This is actually an interesting question. The
Department of the Interior's Office of Archeology and Historic Preservation (in its Historic American Buildings Survey) records (in 1972):
The bema, or
central reading desk, is surrounded by a balustrade with
turned and tapered balusters and a heavy, molded rail. A
trap door leading to an escape hatch and tunnel to Barney
Street is located in the floor of the bema.
Many note that it was common, even tradition for Spanish and Portuguese Jews to have trap doors and escape routes because of historical fears of the Inquisition.
However, Esther I. Schwartz, in a letter to the NYT editor (1983), states:
The origin of the tunnel story is unknown. During the 1958 renovation of the synagogue, despite extensive exploration there was no sign of an underground tunnel passageway, nor of an exit that would be required for such a tunnel. Furthermore, there is no mention of one in any of the early records.
The synagogue, built without a cellar, had a crawl space. It was common practice to provide a trapdoor for access. No one knows whether the present trapdoor is the original or was installed during the extensive renovation to the building in 1828.
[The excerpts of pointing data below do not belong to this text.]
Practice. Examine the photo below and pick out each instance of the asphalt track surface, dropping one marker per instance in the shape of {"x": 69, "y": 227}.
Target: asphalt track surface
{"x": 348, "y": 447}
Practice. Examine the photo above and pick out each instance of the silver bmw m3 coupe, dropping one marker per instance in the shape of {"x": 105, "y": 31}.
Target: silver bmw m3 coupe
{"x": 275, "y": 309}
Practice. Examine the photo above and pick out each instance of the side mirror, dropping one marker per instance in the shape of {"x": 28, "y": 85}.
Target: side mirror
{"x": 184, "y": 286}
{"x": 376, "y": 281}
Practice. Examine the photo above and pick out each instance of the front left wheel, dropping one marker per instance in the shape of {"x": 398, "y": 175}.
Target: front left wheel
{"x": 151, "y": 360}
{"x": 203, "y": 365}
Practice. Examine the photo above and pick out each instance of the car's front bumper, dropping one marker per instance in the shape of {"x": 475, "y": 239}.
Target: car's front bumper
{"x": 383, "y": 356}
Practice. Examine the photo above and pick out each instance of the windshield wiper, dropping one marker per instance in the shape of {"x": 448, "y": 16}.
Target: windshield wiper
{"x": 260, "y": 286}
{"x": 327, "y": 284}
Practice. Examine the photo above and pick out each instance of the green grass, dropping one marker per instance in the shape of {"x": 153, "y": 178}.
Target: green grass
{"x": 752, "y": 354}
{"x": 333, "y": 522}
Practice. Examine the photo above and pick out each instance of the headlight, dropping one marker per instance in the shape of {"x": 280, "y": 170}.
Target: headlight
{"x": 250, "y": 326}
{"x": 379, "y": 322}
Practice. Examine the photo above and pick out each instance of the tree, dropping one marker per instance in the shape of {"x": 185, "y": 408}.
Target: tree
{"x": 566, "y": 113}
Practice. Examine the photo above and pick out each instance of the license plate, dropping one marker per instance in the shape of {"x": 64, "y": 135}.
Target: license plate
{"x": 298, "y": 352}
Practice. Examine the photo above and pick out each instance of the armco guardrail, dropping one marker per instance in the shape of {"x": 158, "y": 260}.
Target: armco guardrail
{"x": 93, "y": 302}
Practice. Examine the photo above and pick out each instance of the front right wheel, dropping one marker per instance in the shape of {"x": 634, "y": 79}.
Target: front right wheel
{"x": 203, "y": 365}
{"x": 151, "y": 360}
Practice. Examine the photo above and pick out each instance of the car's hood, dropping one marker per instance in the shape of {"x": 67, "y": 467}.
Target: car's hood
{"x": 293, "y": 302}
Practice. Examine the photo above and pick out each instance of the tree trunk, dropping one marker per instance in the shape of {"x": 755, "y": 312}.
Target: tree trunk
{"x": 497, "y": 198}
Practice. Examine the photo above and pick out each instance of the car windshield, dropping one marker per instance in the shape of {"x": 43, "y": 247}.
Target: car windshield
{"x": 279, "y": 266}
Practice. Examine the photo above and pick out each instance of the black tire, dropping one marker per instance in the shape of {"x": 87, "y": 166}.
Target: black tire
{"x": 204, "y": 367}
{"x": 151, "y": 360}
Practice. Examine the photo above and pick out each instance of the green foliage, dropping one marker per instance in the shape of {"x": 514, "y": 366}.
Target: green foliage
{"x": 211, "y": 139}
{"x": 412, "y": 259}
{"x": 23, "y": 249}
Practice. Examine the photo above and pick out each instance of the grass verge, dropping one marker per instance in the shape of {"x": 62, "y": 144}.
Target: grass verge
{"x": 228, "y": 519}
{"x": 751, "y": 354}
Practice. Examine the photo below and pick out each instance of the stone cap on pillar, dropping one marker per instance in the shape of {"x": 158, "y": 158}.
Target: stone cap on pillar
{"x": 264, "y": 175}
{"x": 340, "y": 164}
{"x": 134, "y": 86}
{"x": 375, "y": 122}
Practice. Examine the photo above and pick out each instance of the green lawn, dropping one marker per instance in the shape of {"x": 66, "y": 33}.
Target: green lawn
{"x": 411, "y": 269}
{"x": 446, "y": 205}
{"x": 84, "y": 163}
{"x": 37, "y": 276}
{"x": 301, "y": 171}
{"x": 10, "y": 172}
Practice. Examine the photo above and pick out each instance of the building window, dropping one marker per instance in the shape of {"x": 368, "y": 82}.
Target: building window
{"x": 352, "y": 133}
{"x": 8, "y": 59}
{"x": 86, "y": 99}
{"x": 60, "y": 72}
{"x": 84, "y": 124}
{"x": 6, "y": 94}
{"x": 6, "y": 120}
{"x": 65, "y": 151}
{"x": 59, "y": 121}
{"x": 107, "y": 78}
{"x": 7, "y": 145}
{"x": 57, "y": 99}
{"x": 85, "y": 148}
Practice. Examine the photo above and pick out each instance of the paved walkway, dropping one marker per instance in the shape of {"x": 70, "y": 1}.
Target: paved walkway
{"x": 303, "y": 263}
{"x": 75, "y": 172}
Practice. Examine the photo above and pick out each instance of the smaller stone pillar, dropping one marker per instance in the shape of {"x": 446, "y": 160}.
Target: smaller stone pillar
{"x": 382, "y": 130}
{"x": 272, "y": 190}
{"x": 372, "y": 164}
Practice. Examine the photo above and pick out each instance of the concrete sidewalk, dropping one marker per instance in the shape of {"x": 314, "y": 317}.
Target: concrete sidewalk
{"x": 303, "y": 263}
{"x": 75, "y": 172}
Her qualifications are give there by Rabbi Theodore Lewis of the Touro Synagogue, who says:
Esther I. Schwartz, the author of the above letter, conducted extensive research on the synagogue during its restoration in the 1950's, unearthing original architectural plans from the library of Yale University and elsewhere, so in all probability she is factually correct.
However, what we tell our visitors today is that the Jews who settled in Newport did not live in fear but wanted to have the trapdoor serve as a symbol of the freedom of religion they enjoyed in America as contrasted with the persecution their forebears endured in Spain and Portugal during the Inquisition when the Jews were not allowed to worship publicly and very often worshiped in an underground tunnel in case the inquisitors would show up.
In a followup letter to the editor, Fordham University historian Elaine Forman Crane comments on the fact that the Jews who built Touro Synagogue may not have felt all that safe, considering that they were still not given full rights in Rhode Island.
Under these circumstances, it would not have been surprising if the Jewish people felt insecure. It is also not surprising that the plans for Touro Synagogue show no evidence of a tunnel. If, in fact, the Jewish congregation felt threatened enough to construct an escape route, they certainly would not advertise their intentions to the world.
Of interest to note, the Jewish Press (as well as many other places) records that
During the 19th century it served as a hiding site for runaway slaves who were escaping north via the Underground Railroad.
Though others claim that this is unfounded, and in any case, the Jewish community of Newport had mostly dispersed, and the Synagogue was not in use during the time of the Underground Railroad, though its cemetery was.
TL;DR:
There doesn't seem to be definitive answer to this, and neither historians nor Synagogue officials really know.